The example on how to use pos_weight seems clear to me. If there are 3x more negative samples than positive samples, then you can set pos_weight=3
Does the weight parameter do the same thing?
Say that I set it weight=torch.tensor([1, 3]). Is that the same thing as pos_weight=3
Also, is weight normalized? Is weight=torch.tensor([1, 3]) the same as weight=torch.tensor([3, 9]), or are they different in how they affect the magnitude of the loss?
target = torch.ones([10, 64], dtype=torch.float32) # 64 classes, batch size = 10
output = torch.full([10, 64], 1.5) # A prediction (logit)
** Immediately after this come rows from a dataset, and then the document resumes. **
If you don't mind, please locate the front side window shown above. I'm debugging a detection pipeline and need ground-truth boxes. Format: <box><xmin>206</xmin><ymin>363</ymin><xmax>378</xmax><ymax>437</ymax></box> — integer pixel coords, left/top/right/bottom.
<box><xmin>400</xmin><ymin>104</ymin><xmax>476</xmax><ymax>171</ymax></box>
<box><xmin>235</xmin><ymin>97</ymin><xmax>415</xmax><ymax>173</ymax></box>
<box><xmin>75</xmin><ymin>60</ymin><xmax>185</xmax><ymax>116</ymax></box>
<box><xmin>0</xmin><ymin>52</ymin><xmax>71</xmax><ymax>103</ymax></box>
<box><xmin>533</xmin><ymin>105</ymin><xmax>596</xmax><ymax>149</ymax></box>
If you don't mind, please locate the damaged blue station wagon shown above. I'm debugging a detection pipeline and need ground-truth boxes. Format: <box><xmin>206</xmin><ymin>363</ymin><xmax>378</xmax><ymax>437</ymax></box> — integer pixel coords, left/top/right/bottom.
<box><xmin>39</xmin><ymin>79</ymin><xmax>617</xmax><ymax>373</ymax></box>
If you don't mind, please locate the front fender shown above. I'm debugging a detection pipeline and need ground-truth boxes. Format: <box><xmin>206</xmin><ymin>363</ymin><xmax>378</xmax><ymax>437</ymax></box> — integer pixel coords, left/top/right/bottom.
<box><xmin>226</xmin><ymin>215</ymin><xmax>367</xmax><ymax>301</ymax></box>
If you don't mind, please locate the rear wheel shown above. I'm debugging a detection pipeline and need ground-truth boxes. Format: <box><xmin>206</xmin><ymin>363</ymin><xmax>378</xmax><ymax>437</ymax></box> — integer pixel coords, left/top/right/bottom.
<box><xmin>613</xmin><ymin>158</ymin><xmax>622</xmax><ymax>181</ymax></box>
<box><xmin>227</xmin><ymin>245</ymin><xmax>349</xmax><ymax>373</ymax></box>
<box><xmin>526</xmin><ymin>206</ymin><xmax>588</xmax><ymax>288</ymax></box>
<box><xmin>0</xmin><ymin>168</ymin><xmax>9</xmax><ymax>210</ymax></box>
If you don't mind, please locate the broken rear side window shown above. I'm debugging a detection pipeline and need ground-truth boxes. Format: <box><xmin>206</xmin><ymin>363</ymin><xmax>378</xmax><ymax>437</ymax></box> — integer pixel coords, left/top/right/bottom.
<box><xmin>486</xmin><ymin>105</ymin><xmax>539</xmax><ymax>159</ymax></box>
pos_weight = torch.ones([64]) # All weights are equal to 1
criterion = torch.nn.BCEWithLogitsLoss(pos_weight=pos_weight)
criterion(output, target) # -log(sigmoid(1.5))
tensor(0.2014)
This seems like it could be one of two scenarios. Either a single binary class, with 64 examples per batch, and a batch size of 10. Or, it could be 64 binary classes, with one example per batch, and a batch size of 10.
How would torch.nn.BCEWithLogitsLoss know which scenario this is? If I put in a single value, pos_weight=torch.tensor(3), would it automatically assume it’s the former from the length of the tensor? And if I use pos_weight = torch.ones([64]*3, BCEWithLogitsLoss will assume it’s the former?
pos_weight = torch.ones([64]*3) won’t work in this example and will raise:
RuntimeError: The size of tensor a (64) must match the size of tensor b (10) at non-singleton dimension 1
pos_weight=torch.tensor(3)
will broadcast the pos_weight and you will get the same loss value if you use torch.tensor(1.).
The example uses 10 samples (batch_size=10) where each sample contains 64 classes which can be active or inactive and can thus be seen as a multi-label classification use case.